厚生委員会 第2号
- 発言数
- 45 件
- 登壇者
- 9 名
- 会派数
- 3
- 開催日
- 1951/10/16
会議録
○委員長(梅津錦一君) これより厚生委員会を開きます。 この際厚生委員の移動があらましたので、御報告をいたします。十月十二日付、只今申上げますように変更がございました。石原幹市郎君が辞任をいたしまして、その代りに植竹春彦君が就任いたします。 ちよつとこの際お諮りしたいのですが、本日の委員会が終りました後に、引続いて昨日調査いたしました数寄屋橋のハンストの前後措置に対して懇談会を開きたいと思いますが、御承知を願いたいと思います。 間もなく厚生大臣が見えられるはずになつておりまするので、それまで何かございましたら懇談をいたしたいと思います。ちよつと速記を止めて下さい。 午後一時三十五分速記中止 —————・————— 午後二時五十八分速記開始
○委員長(梅津錦一君) 速記始めて……。暫時休憩いたします。 午後二時五十九分休憩 —————・————— 午後四時三十四分開会
○委員長(梅津錦一君) 休憩前に引続いて本委員会を開会いたします。先ほど懇談会で打合せました通り、公式文書を以て国務大臣の出席を求める件を厚生大臣に手交いたしましたが、未だ返答がございませんいその後の厚生大臣の立場について何か回答があるかどうか、再確認をするために、委員部の者が行つております。時間がありますようですから、速記にとめておいてもらいたいと思いますので、国務大臣の出席を求める件についての内容を申上げます。 社会保障制度に関する調査(傷い元軍人の援護に関する件)のため厚生大臣の出席説明を求める必要があるので厚生大臣に対し十月十六日午後四時に本委員会に出席するよう求められたい。 右国会法第七十一条及び参議院規則第四十三条により要求する。 昭和二十六年十月十六日 厚生委員長 梅津 錦一 参議院議長 佐藤尚武殿 こうなつております。つきまして、国務大臣の出席を求める件を、参議院議長佐藤尚武から、厚生大臣橋本龍伍殿ということで、参議院事務総長近藤英明、復旧をつけまして、 本日厚生委員長より社会保障制度に関する調査(傷い元軍人の援護に関する件)のため別紙のような出席要求があつたから十月十六日午後四時に厚生委員会に出席せられたい。 こういうことで、正式手続は完了しております。
○松原一彦君 手続は、この委員会の相談の結果、手続を踏んで頂いたんですが、今御開会になつたのは、その御報告でございますか。
○委員長(梅津錦一君) 多分厚生大臣が来られるという想定の下に開いたわけです。来られないというならば、それに対して当然文書回答なり、口頭回答があるはずですが、まだ文書回答も口頭の回答も届いておりません。
○松原一彦君 私はただ手続きをしただけではいかんので、手続とした以上は先方から諾否、出席か否かの回答があるはずです。それによつてお開らきになつたのだと思つたのですが、ただやりつ放しでお開らきになつたのは非常に遺憾でありますから、暫らく厚生大臣の来るまで休憩を求めます。
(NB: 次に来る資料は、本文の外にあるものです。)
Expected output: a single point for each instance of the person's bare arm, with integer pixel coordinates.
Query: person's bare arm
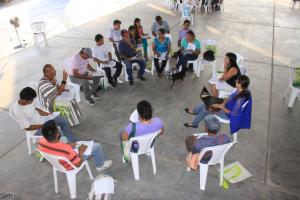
(61, 88)
(42, 112)
(34, 127)
(228, 74)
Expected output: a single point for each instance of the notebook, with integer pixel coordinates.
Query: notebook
(209, 100)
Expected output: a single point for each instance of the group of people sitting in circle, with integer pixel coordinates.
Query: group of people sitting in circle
(58, 138)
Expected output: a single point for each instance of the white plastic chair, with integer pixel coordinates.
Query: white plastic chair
(206, 46)
(218, 155)
(30, 137)
(186, 13)
(144, 142)
(65, 65)
(295, 91)
(38, 29)
(71, 174)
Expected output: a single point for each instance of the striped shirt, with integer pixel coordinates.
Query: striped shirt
(60, 149)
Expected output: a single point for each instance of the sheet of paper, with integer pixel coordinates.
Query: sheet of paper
(89, 145)
(50, 117)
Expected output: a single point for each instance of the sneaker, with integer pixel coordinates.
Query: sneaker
(95, 96)
(90, 101)
(141, 78)
(106, 165)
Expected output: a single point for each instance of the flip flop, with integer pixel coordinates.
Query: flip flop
(188, 112)
(190, 125)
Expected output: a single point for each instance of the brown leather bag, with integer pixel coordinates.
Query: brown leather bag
(192, 161)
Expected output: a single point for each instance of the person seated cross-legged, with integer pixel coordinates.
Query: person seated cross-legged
(102, 55)
(50, 144)
(213, 138)
(127, 49)
(161, 47)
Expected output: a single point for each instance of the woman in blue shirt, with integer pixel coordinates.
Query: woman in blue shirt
(189, 50)
(237, 108)
(161, 48)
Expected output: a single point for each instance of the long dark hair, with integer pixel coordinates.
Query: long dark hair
(232, 59)
(245, 82)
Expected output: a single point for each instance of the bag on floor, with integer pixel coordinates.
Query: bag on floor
(192, 161)
(102, 188)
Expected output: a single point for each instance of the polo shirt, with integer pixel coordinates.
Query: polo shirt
(209, 141)
(184, 43)
(60, 149)
(101, 52)
(79, 63)
(126, 50)
(115, 35)
(155, 26)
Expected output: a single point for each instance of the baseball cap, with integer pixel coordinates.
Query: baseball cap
(88, 52)
(212, 123)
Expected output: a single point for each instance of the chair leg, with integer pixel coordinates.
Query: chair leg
(153, 160)
(55, 180)
(221, 172)
(286, 92)
(71, 177)
(292, 98)
(203, 176)
(234, 137)
(135, 165)
(89, 170)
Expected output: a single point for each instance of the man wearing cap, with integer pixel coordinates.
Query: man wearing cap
(80, 74)
(127, 49)
(213, 138)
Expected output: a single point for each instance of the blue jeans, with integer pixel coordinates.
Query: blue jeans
(201, 112)
(64, 126)
(141, 71)
(97, 154)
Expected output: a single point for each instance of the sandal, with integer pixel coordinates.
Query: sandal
(187, 111)
(190, 125)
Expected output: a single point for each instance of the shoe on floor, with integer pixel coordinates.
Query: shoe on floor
(90, 101)
(106, 165)
(141, 78)
(95, 96)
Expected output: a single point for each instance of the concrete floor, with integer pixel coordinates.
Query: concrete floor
(265, 32)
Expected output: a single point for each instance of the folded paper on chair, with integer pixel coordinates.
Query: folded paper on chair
(236, 172)
(209, 100)
(89, 145)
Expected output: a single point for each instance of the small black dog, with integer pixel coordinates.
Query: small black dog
(176, 76)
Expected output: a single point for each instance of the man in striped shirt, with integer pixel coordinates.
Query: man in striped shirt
(50, 144)
(213, 138)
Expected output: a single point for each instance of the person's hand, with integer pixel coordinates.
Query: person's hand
(218, 106)
(82, 148)
(65, 75)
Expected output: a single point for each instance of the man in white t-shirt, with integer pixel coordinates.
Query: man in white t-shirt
(102, 56)
(81, 74)
(114, 35)
(32, 118)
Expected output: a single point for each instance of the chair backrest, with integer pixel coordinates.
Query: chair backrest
(209, 44)
(144, 142)
(38, 27)
(218, 153)
(54, 160)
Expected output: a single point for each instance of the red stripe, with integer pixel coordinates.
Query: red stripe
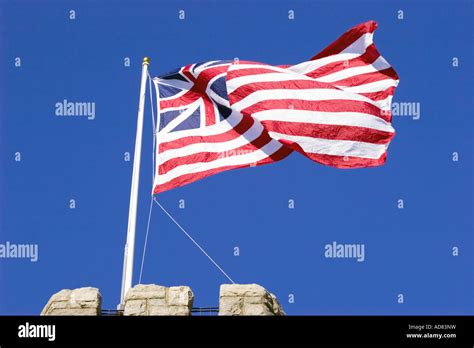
(367, 58)
(232, 74)
(329, 131)
(247, 89)
(347, 39)
(367, 78)
(209, 110)
(203, 157)
(346, 162)
(338, 161)
(189, 178)
(243, 126)
(319, 105)
(380, 95)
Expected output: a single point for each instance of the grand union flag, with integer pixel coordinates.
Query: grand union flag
(221, 115)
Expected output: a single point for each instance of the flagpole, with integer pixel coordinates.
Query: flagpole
(127, 275)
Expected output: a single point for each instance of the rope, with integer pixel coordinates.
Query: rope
(192, 240)
(152, 180)
(162, 208)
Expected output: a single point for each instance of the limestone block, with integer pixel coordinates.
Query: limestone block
(82, 301)
(158, 300)
(247, 299)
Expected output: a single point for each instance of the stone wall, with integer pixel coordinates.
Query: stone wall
(147, 300)
(247, 299)
(83, 301)
(158, 300)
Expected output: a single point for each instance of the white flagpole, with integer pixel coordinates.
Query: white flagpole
(127, 274)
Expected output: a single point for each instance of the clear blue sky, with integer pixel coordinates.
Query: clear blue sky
(407, 251)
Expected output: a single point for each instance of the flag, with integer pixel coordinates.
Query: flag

○委員長(梅津錦一君) ちよつとお諮りいたしますが、今回答をとりに行つておりまするので、回答の来次第、このことは明らかになると思います。
○松原一彦君 回答の来るまで休憩を求めます。
○委員長(梅津錦一君) 松原さんの動議がございましたが、これは如何いたしましようか。
○藤原道子君 その前にちよつと伺いたいことがあるのですが。
○委員長(梅津錦一君) いいですか、松原さん。
○松原一彦君 よろしうございます。
○藤原道子君 先ほど大臣が出席できないのは本会議へ出席するためにこちらへ出られないというので、本委員会で問題になつたのだと思います。ところが現在なお衆議院の本会議は継続中でございますか。
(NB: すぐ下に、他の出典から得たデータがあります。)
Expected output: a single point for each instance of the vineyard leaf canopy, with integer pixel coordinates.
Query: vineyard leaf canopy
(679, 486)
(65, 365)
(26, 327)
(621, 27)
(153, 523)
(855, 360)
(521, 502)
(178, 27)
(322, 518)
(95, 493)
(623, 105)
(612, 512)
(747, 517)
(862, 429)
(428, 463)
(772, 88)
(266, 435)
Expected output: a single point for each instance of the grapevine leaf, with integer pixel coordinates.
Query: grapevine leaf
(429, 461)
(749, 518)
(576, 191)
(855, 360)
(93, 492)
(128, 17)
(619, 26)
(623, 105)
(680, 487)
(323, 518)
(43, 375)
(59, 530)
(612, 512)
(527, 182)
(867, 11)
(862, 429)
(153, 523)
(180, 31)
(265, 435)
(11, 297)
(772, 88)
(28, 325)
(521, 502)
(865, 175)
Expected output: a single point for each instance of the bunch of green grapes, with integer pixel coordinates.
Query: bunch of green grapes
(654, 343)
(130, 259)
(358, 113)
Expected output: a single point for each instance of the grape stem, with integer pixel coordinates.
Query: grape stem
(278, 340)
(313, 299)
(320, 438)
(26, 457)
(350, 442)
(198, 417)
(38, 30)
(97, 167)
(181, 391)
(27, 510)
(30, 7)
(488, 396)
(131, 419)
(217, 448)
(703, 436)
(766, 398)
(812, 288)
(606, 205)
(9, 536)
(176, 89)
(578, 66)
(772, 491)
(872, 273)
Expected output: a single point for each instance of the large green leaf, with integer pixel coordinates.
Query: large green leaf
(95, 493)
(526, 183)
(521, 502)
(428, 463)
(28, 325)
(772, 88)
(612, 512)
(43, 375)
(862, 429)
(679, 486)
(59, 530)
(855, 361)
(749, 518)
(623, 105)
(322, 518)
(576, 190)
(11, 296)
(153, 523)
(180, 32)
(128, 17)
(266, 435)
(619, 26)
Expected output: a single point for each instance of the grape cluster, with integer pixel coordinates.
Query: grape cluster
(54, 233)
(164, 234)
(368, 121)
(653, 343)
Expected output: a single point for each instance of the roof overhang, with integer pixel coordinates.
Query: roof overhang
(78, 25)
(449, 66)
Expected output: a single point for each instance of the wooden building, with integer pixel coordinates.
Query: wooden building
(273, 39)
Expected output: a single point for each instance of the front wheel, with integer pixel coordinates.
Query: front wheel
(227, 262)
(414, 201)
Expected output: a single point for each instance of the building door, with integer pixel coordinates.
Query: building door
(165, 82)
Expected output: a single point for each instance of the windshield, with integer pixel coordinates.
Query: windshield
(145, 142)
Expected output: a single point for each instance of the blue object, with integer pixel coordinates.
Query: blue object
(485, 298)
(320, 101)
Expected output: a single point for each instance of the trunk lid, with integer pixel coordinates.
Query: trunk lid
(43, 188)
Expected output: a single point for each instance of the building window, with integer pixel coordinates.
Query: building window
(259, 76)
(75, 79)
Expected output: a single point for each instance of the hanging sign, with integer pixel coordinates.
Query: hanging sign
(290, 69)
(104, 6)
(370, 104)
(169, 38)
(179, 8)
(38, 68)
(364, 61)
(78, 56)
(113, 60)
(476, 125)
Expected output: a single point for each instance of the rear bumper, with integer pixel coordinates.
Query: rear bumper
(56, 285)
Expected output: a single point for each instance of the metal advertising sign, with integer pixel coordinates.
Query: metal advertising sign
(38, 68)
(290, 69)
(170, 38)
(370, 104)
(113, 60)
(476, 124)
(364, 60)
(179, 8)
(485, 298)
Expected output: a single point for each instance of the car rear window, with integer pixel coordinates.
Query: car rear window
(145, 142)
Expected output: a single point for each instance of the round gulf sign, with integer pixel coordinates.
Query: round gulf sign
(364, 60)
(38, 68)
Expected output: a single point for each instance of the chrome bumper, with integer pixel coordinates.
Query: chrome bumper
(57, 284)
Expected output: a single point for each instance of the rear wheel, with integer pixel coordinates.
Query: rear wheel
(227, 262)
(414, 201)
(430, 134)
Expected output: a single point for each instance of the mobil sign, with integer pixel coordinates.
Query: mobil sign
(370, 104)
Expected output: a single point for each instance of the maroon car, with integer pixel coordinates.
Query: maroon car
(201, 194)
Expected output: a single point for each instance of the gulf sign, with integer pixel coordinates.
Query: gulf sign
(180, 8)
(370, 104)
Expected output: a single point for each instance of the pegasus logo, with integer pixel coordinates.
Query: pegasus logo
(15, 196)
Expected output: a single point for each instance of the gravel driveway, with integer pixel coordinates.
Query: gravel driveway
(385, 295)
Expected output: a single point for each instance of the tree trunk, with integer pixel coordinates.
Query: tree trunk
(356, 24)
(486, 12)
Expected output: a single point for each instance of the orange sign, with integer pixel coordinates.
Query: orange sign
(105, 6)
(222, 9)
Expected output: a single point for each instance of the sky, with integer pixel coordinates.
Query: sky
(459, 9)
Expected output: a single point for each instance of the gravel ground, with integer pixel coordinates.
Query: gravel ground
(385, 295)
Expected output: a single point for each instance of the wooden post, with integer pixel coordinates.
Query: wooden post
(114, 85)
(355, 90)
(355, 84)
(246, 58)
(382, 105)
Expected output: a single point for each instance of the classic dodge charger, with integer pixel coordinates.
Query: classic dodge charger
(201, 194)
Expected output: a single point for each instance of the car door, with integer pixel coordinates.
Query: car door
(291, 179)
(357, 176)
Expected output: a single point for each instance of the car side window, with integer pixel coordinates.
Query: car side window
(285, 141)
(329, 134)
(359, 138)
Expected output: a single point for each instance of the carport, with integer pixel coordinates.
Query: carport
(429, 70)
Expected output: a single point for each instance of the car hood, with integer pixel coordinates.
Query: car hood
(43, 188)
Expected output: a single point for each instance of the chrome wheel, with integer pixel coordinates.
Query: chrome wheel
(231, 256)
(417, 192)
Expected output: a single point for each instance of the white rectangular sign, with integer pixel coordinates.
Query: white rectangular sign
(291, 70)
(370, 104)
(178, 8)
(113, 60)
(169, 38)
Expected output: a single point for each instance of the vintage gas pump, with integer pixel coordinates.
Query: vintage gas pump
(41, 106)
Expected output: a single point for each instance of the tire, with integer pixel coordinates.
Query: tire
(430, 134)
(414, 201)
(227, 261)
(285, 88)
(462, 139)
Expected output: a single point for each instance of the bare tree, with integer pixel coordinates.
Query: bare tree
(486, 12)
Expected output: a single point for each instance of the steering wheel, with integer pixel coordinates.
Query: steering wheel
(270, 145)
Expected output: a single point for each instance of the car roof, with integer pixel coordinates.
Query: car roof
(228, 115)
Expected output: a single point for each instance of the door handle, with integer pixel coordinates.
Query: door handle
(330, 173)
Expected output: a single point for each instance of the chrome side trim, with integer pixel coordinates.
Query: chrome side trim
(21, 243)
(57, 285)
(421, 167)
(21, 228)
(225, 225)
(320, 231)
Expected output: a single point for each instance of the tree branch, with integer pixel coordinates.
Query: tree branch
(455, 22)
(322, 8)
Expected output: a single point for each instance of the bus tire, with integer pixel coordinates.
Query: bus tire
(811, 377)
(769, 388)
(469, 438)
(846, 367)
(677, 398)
○委員長(梅津錦一君) 本会議は終了したということを聞いております。
○藤原道子君 それで本会議は終了したのに、なお大臣は何らの回答なくして出席をしない。その後の大臣がどういう行動をとつておられるか、御調査になつたのでございますか。
○委員長(梅津錦一君) 只今閣僚会議を開いております。
○山下義信君 その書面によつての出席を求むるというその執行は何時になさつたのですか。
○委員長(梅津錦一君) 午後四時二十分前です。
○山下義信君 四時二十分前にして、今まで一時間たつてまだ返事を求めないとはどういうわけですか。それで今漸く返事を求めに行くとはどういうことですか。何か返事があつたのじやないですか。
○参事(宮坂完孝君) その後の経過を御報告いたします。委員長の御命令で早速書類を作りまして、議長の決済もあり、執行いたしましたが、衆議院は多分四時十分ぐらい前に散会に相成つたと記憶しておりますが、その後間もなく閣議の席に入られたのでありまして、暫らく閣議があるから出るか出られないかという諾否の応答は求められなかつたのでありまして、未だに御返事がないという状態が約三十分か、四十分続いているというのが現状でございます。
○藤森眞治君 今誰かその回答を求めに行つているのですか。
○参事(宮坂完孝君) 勿論私のほうは終始政府のほうに連絡して、大臣秘書官室前にも一人出ております。
○藤森眞治君 それでは、先ほど松原委員の御発言のように、回答があるまで暫時休憩して頂いたら如何ですか。
○委員長(梅津錦一君) 如何ですか。
○山下義信君 出席の請求の書類執行をして、執行したときには諾否の回答を得なくて、爾後閣議が開かれて、閣議中であるから返事が聞かれないということならば、今現に閣議開催中だから何遍お使いに行つても返事が得られないだろうと思う。得られましたか。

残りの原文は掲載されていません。